Christoph Heusgen: (12:00)
I think what would’ve been necessary, and what I really think we urgently need is a kind of a National Security Council, where all these questions, defense, but also energy security, domestic security, terrorism, this all comes together, and these questions are dealt with, also not only from a point of view, where do we get our cheapest energy from, but what does this mean with regard to strategic dependence?

Christoph Heusgen: (12:33)
We have this discussion now a lot on China, how much do we depend on China? And I think there’s also a question of security. How much do we make us dependent on China? While I’m not in favor of breaking ties with China, but there has to be a balance. And we have to actually diversify also with regard to China.

Speaker 1: (12:57)
You’ve been in foreign policy for 40 years. When you look backwards, what’s the moment in hindsight, obviously, when you think, “Wow, that could have been a warning when it comes to Putin?”

Christoph Heusgen: (13:06)
Well, we have seen Putin, how he behaved. And when you go back at the last aggression of Putin, 2014-15, it was actually Chancellor Merkel together with Francois Luand who was at the frontline, and in negotiations, stopped the Russian advance. They agreed on the Minsk Agreement and they got Russia at a table. So I think that was the right decision, again, what happened then we tried really to get into negotiations to see how can we resolve this was peaceful means. At some stage Putin decided, no, he wants to go on another track. And this is what happened then on the 24th of February.

Speaker 1: (13:56)
Germany, as you just said, was once really seen as a bridge builder to Moscow; who could fill in this role moving forward?

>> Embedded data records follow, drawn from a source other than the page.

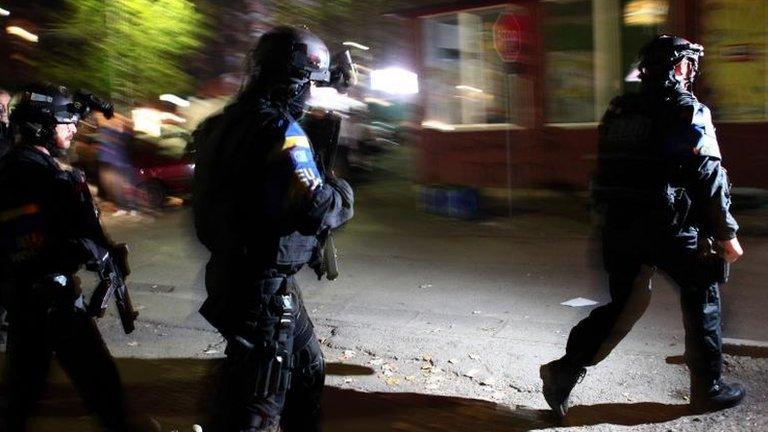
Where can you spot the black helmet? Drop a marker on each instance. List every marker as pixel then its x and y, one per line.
pixel 657 59
pixel 290 54
pixel 42 106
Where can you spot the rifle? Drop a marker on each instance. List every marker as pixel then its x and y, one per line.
pixel 109 260
pixel 324 134
pixel 112 267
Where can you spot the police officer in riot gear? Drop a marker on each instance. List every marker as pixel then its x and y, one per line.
pixel 664 199
pixel 42 235
pixel 260 206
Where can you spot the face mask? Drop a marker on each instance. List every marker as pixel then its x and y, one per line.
pixel 297 104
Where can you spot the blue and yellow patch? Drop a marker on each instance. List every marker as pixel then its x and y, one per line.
pixel 297 145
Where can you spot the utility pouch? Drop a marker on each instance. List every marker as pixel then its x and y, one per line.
pixel 716 268
pixel 681 206
pixel 274 372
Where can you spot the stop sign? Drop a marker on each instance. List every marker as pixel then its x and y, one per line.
pixel 508 36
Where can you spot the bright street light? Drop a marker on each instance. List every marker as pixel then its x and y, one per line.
pixel 167 97
pixel 469 88
pixel 20 32
pixel 395 80
pixel 356 45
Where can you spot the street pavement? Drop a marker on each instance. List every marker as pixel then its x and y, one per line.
pixel 437 324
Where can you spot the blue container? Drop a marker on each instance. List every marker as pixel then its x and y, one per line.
pixel 456 202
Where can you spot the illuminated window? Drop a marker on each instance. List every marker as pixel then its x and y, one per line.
pixel 735 65
pixel 569 62
pixel 466 79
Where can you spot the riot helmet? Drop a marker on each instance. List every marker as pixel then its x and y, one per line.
pixel 42 106
pixel 658 58
pixel 283 63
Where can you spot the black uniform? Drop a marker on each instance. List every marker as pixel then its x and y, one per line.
pixel 260 205
pixel 662 191
pixel 41 225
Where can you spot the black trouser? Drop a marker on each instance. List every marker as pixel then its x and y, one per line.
pixel 45 321
pixel 630 262
pixel 295 407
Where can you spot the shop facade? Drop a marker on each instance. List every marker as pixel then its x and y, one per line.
pixel 512 92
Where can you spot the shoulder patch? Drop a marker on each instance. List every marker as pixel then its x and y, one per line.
pixel 295 137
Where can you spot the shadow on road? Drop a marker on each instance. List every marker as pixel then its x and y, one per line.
pixel 176 392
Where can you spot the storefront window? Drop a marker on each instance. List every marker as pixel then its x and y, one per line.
pixel 735 65
pixel 466 81
pixel 569 62
pixel 642 20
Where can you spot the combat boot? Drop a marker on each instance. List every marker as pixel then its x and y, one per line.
pixel 559 377
pixel 715 396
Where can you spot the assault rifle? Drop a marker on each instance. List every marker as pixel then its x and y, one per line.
pixel 108 260
pixel 112 267
pixel 323 131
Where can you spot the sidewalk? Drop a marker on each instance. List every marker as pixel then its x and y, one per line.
pixel 440 325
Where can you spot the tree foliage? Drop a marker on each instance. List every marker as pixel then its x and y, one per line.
pixel 128 49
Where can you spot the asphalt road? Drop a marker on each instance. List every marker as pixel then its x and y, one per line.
pixel 436 324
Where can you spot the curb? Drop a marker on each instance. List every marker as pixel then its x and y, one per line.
pixel 745 347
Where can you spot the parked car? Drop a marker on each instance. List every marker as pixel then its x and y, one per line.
pixel 163 166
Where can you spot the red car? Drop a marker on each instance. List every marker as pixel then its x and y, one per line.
pixel 163 166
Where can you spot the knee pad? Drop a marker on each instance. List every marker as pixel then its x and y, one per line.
pixel 264 343
pixel 309 366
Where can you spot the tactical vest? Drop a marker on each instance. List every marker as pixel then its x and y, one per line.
pixel 637 177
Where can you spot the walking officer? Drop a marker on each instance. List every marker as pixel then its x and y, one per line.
pixel 48 229
pixel 664 198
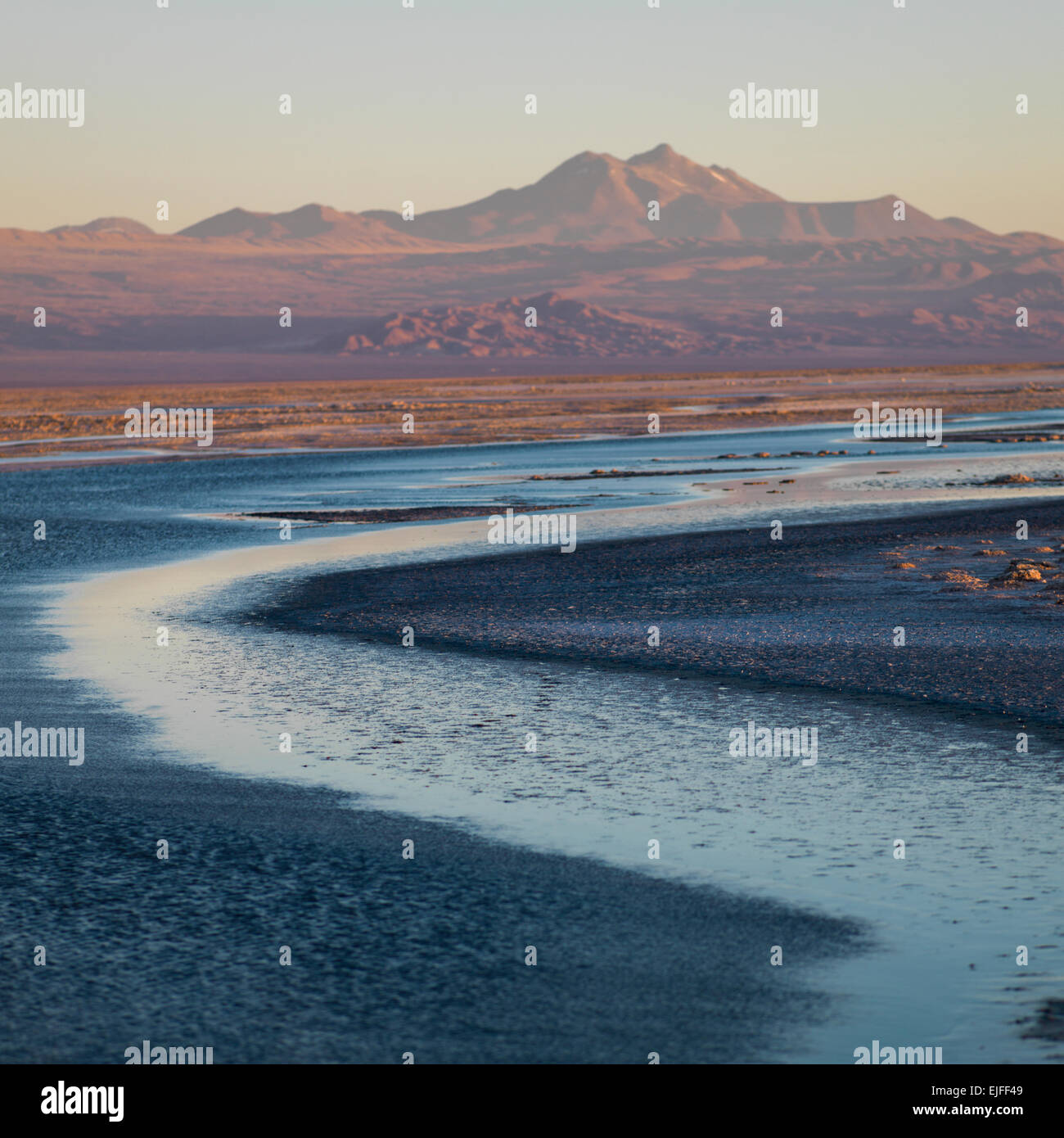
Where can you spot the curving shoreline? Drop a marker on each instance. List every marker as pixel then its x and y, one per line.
pixel 818 607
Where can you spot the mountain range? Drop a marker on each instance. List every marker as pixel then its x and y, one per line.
pixel 696 285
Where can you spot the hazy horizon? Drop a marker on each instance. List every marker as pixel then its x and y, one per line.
pixel 425 104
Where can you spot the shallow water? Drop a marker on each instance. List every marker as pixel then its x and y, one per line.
pixel 620 759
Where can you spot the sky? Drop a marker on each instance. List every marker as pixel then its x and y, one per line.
pixel 427 104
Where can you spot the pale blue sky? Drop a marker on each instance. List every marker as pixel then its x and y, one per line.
pixel 427 104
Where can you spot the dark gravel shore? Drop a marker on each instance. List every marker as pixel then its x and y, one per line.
pixel 388 955
pixel 818 607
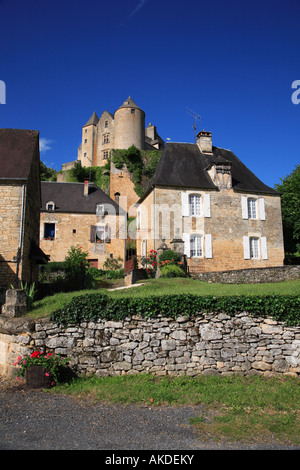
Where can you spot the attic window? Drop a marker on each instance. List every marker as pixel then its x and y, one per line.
pixel 100 210
pixel 50 206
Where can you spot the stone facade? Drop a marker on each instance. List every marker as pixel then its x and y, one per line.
pixel 120 130
pixel 75 229
pixel 223 226
pixel 19 209
pixel 211 343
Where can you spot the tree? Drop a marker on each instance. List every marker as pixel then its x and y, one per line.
pixel 290 204
pixel 47 174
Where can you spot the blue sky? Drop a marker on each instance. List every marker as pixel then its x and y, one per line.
pixel 232 63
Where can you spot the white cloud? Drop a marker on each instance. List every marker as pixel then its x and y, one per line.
pixel 45 144
pixel 138 7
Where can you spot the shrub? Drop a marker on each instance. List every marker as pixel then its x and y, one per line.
pixel 95 306
pixel 169 255
pixel 171 270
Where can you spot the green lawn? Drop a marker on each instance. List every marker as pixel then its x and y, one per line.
pixel 161 286
pixel 249 409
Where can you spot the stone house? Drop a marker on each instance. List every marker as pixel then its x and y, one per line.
pixel 81 214
pixel 20 201
pixel 204 199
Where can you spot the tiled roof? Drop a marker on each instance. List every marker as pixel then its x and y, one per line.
pixel 17 149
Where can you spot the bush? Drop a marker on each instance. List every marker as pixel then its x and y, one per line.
pixel 169 255
pixel 96 306
pixel 171 270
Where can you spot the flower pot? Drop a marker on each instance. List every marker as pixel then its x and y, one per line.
pixel 38 377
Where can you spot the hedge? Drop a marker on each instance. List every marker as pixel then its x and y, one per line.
pixel 91 307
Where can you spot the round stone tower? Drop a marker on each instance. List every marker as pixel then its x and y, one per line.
pixel 129 126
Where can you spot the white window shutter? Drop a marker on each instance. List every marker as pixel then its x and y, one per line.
pixel 246 248
pixel 206 205
pixel 208 246
pixel 186 239
pixel 244 207
pixel 185 204
pixel 264 249
pixel 262 212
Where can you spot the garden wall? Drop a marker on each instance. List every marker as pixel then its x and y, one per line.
pixel 252 276
pixel 212 343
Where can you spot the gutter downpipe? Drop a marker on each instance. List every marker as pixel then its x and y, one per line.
pixel 19 253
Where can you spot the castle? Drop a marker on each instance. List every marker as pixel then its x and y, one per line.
pixel 120 130
pixel 202 197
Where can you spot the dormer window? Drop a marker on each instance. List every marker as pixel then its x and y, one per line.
pixel 100 210
pixel 50 206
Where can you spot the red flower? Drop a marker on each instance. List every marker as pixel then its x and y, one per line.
pixel 35 354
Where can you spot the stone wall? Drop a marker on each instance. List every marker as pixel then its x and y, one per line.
pixel 211 343
pixel 222 226
pixel 252 276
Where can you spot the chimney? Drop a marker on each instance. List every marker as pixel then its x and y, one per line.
pixel 86 188
pixel 204 141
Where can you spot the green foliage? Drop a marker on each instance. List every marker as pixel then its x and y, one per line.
pixel 113 264
pixel 169 255
pixel 171 270
pixel 141 164
pixel 50 362
pixel 47 174
pixel 98 175
pixel 94 306
pixel 290 204
pixel 149 263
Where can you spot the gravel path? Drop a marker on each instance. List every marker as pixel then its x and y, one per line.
pixel 36 420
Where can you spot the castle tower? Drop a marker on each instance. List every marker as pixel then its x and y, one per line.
pixel 129 126
pixel 89 136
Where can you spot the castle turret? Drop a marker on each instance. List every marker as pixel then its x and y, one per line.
pixel 129 126
pixel 89 135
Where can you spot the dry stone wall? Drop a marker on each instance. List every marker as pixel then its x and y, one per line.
pixel 213 343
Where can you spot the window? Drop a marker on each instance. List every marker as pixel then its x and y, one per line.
pixel 93 263
pixel 49 231
pixel 253 208
pixel 195 204
pixel 100 210
pixel 99 234
pixel 196 249
pixel 50 206
pixel 254 252
pixel 252 212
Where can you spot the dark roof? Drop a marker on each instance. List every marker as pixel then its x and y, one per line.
pixel 69 197
pixel 17 149
pixel 93 120
pixel 183 165
pixel 129 103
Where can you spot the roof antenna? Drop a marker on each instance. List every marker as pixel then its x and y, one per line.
pixel 196 116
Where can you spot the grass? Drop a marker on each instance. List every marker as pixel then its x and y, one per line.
pixel 247 409
pixel 44 307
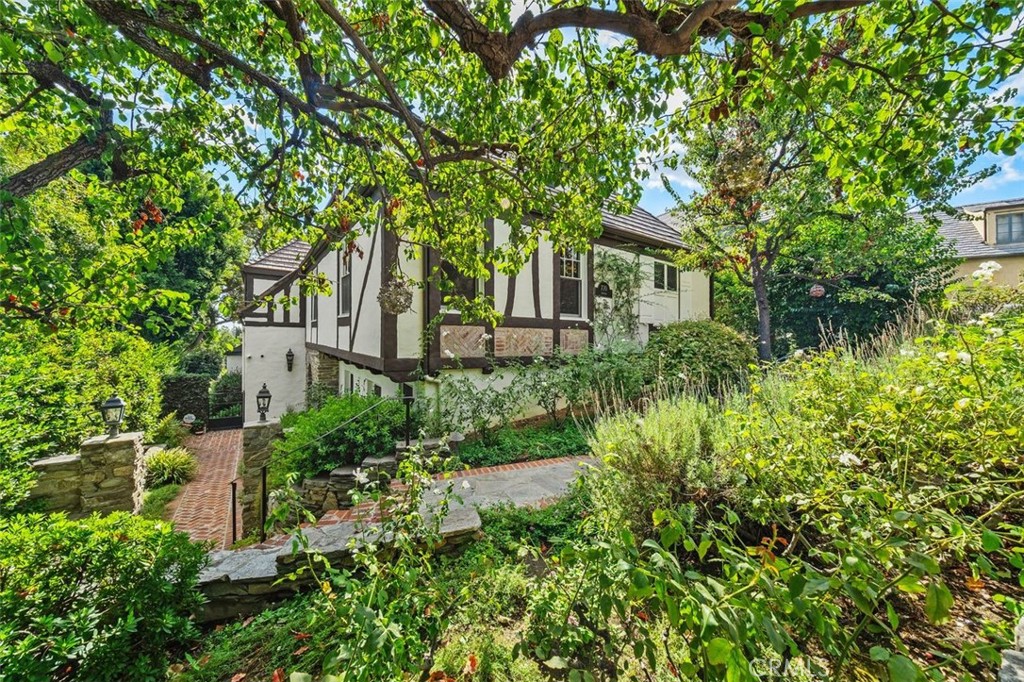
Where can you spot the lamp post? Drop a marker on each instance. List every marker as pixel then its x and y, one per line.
pixel 263 402
pixel 113 411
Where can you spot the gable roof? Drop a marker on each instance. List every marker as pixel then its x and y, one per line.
pixel 282 260
pixel 641 225
pixel 960 230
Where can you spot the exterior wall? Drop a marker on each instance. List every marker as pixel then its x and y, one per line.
pixel 1011 274
pixel 263 350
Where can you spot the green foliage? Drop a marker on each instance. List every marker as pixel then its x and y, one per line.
pixel 205 361
pixel 174 465
pixel 100 598
pixel 186 394
pixel 155 501
pixel 523 444
pixel 870 485
pixel 346 430
pixel 51 386
pixel 704 355
pixel 168 431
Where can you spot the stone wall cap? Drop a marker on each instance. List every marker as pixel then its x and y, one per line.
pixel 56 460
pixel 105 439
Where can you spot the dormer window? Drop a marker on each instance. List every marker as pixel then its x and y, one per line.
pixel 1010 227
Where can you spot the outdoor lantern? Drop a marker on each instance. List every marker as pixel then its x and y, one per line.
pixel 263 402
pixel 113 411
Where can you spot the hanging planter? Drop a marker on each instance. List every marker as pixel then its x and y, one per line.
pixel 395 296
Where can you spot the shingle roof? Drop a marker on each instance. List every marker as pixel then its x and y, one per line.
pixel 643 226
pixel 960 230
pixel 283 260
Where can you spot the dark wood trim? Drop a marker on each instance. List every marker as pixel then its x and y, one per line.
pixel 389 322
pixel 535 265
pixel 263 323
pixel 368 263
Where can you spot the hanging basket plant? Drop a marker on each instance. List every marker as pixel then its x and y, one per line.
pixel 395 295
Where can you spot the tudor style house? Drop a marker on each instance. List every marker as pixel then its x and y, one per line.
pixel 347 340
pixel 992 231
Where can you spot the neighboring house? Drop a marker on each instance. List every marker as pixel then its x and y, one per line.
pixel 988 231
pixel 346 340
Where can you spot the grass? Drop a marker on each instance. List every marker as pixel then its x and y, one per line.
pixel 511 444
pixel 155 502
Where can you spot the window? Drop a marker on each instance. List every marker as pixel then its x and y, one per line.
pixel 463 286
pixel 570 287
pixel 345 296
pixel 1010 227
pixel 666 278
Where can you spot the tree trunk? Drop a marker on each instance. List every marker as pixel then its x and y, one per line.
pixel 764 315
pixel 56 165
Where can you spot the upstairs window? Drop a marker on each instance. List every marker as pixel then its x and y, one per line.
pixel 463 286
pixel 570 287
pixel 345 285
pixel 1010 227
pixel 666 278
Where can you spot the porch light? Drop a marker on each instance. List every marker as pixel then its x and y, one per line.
pixel 113 411
pixel 263 402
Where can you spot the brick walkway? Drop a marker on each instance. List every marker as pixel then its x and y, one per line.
pixel 203 509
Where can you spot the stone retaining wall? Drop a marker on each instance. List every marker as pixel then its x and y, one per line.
pixel 108 474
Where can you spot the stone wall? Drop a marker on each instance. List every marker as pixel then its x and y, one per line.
pixel 256 440
pixel 108 474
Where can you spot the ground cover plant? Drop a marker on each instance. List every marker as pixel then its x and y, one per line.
pixel 344 430
pixel 99 598
pixel 525 443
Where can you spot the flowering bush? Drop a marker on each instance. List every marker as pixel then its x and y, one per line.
pixel 879 493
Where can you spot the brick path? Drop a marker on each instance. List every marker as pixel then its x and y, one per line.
pixel 203 509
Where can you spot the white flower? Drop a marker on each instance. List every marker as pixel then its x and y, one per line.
pixel 848 459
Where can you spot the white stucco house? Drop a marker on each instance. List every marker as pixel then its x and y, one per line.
pixel 346 340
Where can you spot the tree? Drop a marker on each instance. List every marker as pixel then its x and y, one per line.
pixel 458 112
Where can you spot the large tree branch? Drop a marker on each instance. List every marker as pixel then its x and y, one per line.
pixel 671 35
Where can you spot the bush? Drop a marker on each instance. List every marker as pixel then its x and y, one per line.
pixel 669 456
pixel 51 387
pixel 524 444
pixel 187 394
pixel 318 440
pixel 102 598
pixel 204 361
pixel 175 465
pixel 702 355
pixel 168 431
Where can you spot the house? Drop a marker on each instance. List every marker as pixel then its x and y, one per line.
pixel 992 231
pixel 348 341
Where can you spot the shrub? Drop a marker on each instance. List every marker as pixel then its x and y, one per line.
pixel 205 361
pixel 346 430
pixel 168 431
pixel 668 456
pixel 99 598
pixel 704 355
pixel 175 465
pixel 186 394
pixel 524 444
pixel 51 386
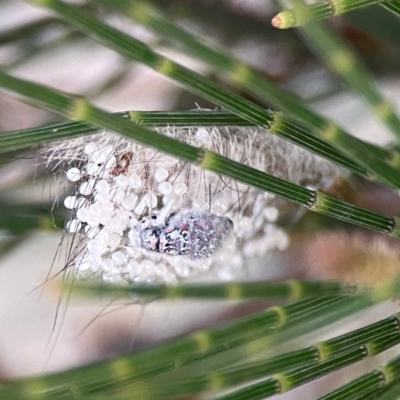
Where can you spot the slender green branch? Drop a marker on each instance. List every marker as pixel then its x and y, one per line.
pixel 368 383
pixel 393 6
pixel 244 76
pixel 137 50
pixel 224 378
pixel 341 60
pixel 111 374
pixel 286 381
pixel 291 290
pixel 10 141
pixel 320 10
pixel 81 109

Christoph Heusgen: (14:05)
I think right now it’s very difficult to fill in. We have many Russians who have fled Russia and they come to Germany. I think these people who are educated people, who are people who are desperate when they see what is happening there, I think there are so many also in other countries, Russians. I think these will be the partners in the future to build a new Russia.

Speaker 1: (14:28)
Thank you very much. And I’m looking forward to keep this conversation going.

Christoph Heusgen: (14:31)
Yes. Thank you very much for having me. Thank you.